(CTN NEWS) – On Monday, Spotify Technology SA announced plans to cut 6% of its workforce, adding to a spate of technological sector layoffs ahead of a recession.
After two years of expansion spurred by the epidemic during which it aggressively hired, the tech sector is now experiencing a decline in demand.
This resulted in the layoff of thousands of employees at businesses like Meta Platforms Inc. and Microsoft Corp..
In a blog post announcing the nearly 600 job losses, Chief Executive Daniel Elk said, “Over the last few months, we’ve made a significant effort to rein in expenditures, but it just hasn’t been enough.”
He said, echoing the criticism of several tech executives in recent months, “I was too aggressive in investing ahead of our revenue growth.”
Last year, Spotify aggressively invested money into its podcast business, which is more appealing to advertisers due to higher levels of interaction.
As a result, the audio-streaming company’s operating expenses climbed twice as fast as its income.

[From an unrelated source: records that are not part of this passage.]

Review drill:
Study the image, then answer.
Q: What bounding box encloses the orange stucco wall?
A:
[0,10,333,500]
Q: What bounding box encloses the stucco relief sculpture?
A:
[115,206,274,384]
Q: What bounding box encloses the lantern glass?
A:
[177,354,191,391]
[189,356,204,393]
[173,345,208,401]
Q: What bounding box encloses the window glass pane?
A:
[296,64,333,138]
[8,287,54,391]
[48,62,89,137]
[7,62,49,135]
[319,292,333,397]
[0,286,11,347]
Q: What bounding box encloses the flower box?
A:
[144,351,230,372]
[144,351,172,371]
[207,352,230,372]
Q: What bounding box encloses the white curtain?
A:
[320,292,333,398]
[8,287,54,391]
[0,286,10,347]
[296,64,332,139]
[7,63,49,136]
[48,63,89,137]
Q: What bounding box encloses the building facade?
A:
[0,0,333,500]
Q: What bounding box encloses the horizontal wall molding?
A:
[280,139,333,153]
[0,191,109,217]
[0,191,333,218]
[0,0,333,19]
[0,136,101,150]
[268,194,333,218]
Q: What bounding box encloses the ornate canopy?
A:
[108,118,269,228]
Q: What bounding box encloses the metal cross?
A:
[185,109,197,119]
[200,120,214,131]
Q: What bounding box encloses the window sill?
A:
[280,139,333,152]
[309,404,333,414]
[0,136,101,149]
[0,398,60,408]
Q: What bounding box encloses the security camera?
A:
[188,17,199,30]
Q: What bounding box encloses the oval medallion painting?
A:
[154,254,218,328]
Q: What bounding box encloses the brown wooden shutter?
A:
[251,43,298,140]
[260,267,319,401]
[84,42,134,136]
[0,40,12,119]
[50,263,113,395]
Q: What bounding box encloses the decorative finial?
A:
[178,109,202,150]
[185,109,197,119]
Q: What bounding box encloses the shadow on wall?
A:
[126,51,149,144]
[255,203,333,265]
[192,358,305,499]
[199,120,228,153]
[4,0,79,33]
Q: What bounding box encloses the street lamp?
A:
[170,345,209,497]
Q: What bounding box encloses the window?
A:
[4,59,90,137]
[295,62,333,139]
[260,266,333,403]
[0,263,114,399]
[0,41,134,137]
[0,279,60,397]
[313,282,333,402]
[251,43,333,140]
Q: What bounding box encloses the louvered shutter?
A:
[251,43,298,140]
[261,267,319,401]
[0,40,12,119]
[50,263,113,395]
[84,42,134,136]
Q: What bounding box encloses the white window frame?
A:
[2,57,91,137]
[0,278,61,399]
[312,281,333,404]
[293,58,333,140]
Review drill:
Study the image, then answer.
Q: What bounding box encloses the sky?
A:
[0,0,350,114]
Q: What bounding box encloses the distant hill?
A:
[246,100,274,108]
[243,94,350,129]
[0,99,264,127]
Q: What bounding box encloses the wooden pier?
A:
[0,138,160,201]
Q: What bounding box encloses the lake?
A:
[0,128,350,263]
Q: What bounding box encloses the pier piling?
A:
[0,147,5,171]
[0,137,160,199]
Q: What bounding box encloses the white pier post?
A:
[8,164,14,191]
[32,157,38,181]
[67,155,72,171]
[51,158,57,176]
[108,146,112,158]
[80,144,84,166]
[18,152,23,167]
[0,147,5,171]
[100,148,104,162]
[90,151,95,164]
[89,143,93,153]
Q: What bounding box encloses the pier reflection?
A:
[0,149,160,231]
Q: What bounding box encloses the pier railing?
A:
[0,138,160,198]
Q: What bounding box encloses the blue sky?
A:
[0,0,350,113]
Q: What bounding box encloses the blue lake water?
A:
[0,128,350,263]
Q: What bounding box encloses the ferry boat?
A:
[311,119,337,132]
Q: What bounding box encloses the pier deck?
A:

Simultaneously, when the economy was under strain from the Russia-Ukraine war and swift interest rate increases, businesses reduced their expenditure on-platform advertising, echoing a trend witnessed at Meta and Google parent Alphabet Inc.
The corporation, whose shares increased 5.8% to $103.55, is reorganizing to reduce expenses and prepare for the worsening economic climate.
It stated that after more than four years with the business, Dawn Ostroff, the head of content and advertising, was leaving.
According to the firm, co-presidents will be Gustav Söderström, head of research and development, and Alex Norström, head of the freemium business.